Decision Tree Regression

In a decision tree, each leaf \(l\) is defined by a set of constraints on the input features of the tree that correspond to the branches taken in the path leading to \(l\). For a node \(v\), we denote by \(i_v\) the feature used for splitting and by \(\theta_v\) the value at which the split is made. At a leaf \(l\) of the tree, we have a set \(\mathcal L_l\) of inequalities of the form \(x_{i_v} \le \theta_v\) corresponding to the left branches leading to \(l\) and a set \(\mathcal R_l\) of inequalities of the form \(x_{i_v} > \theta_v\) corresponding to the right branches.

We formulate decision trees by introducing one binary decision variable \(\delta_l\) for each leaf of the tree (and each input vector).

We introduce the constraint

\[\sum_{l} \delta_l = 1,\]

imposing that exactly one leaf is chosen.

Then for each leaf, the inequalities describing \(\mathcal L_l\) and \(\mathcal R_l\) are imposed using indicator constraints:

\begin{align*} & \delta_l = 1 \rightarrow x_{i_v} \le \theta_v, & & \text{for } x_{i_v} \le \theta_v \in \mathcal L_l,\\ & \delta_l = 1 \rightarrow x_{i_v} \ge \theta_v + \epsilon, & & \text{for } x_{i_v} > \theta_v \in \mathcal R_l. \end{align*}

Two numerical parameters control the accuracy of this formulation, both exposed as keyword arguments of add_decision_tree_regressor_constr.

epsilon (\(\epsilon\), default 0) approximates the strict inequality in \(\mathcal R_l\). For \(\epsilon\) to correctly discriminate left and right branches it must exceed Gurobi’s FeasibilityTol (default \(10^{-6}\)); below that threshold the solver treats \(x_{i_v} \ge \theta_v + \epsilon\) and \(x_{i_v} \ge \theta_v\) as equivalent. Setting \(\epsilon\) above the feasibility tolerance does enforce the correct branch, but creates a gap \([\theta_v,\,\theta_v + \epsilon]\) with no feasible solution, which may make the model infeasible when the inputs are tightly constrained. The default of 0 avoids this, at the cost of ambiguity exactly at a split boundary.

safety_floor (default 0, i.e. disabled) addresses a different issue: when \(|\theta_v|\) itself is smaller than FeasibilityTol, the solver treats 0 and \(\theta_v\) as equal and the indicator constraints become ineffective. Setting safety_floor clamps those thresholds to \(\pm\,\text{safety\_floor}\), which fixes the issue provided safety_floor \(\ge\) FeasibilityTol. Because the clamping shifts decision boundaries it can distort models whose legitimate thresholds are genuinely near zero, so the parameter is opt-in.

Random Forest Regression

The regression model of Random Forests is a linear combination of decision trees. Each decision tree is represented using the model above. The same difficulties with the choice of \(\epsilon\) and safety_floor apply to this case.
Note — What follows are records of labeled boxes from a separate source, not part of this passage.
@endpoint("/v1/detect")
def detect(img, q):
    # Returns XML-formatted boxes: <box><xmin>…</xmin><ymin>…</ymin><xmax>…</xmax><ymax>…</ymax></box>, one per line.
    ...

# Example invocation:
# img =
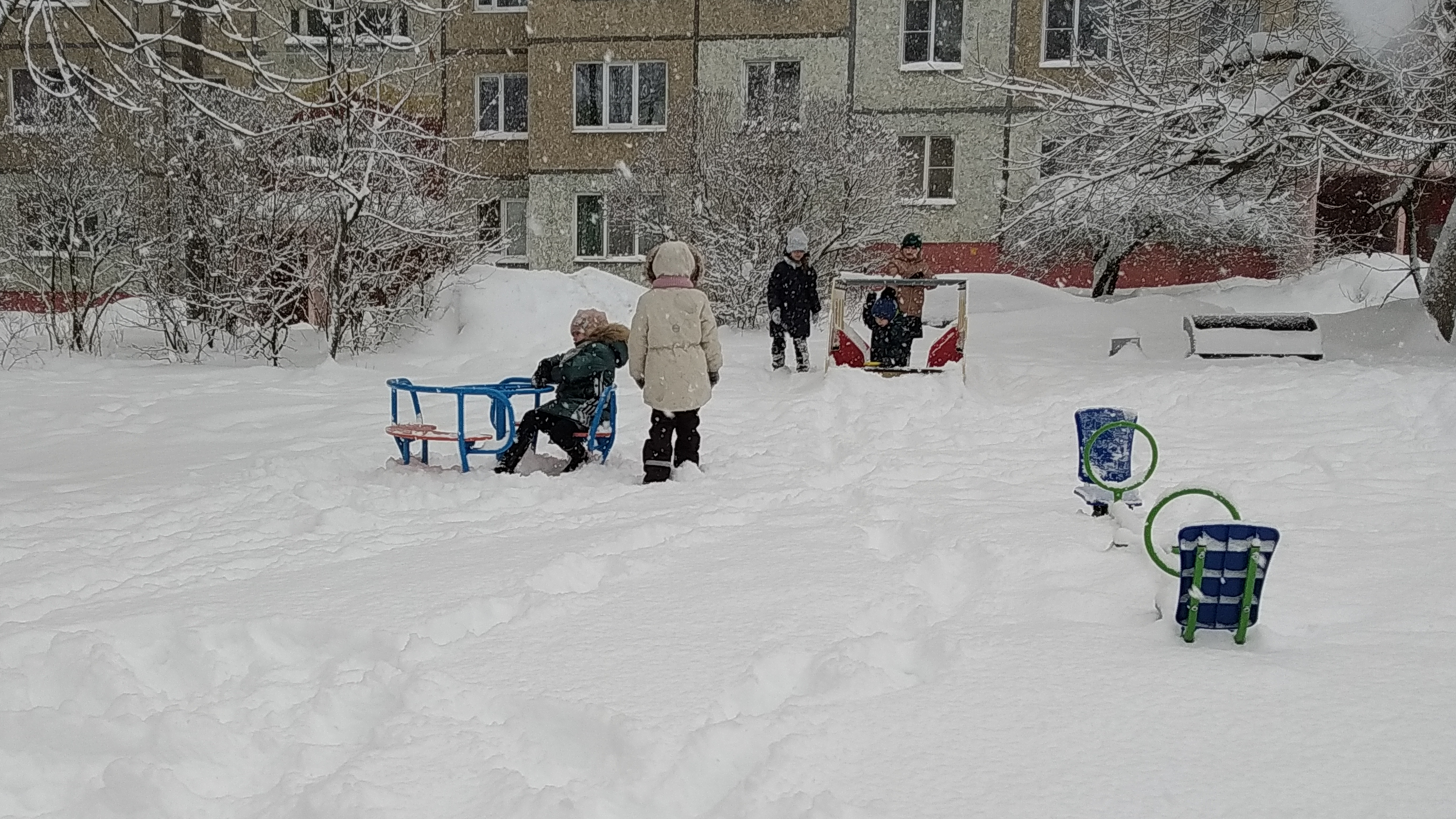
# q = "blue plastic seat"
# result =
<box><xmin>1176</xmin><ymin>521</ymin><xmax>1278</xmax><ymax>643</ymax></box>
<box><xmin>1074</xmin><ymin>407</ymin><xmax>1143</xmax><ymax>509</ymax></box>
<box><xmin>576</xmin><ymin>384</ymin><xmax>617</xmax><ymax>464</ymax></box>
We note additionally that the random forests are often very large and generating their representation in Gurobi may take a significant amount of time.

Gradient Boosting Regression

The gradient boosting regressor is a linear combination of decision trees. Each decision tree is represented using the model above. The same difficulties with the choice of \(\epsilon\) and safety_floor apply to this case.

We note additionally that the gradient boosting regressors are often very large and generating their representation in Gurobi may take a significant amount of time.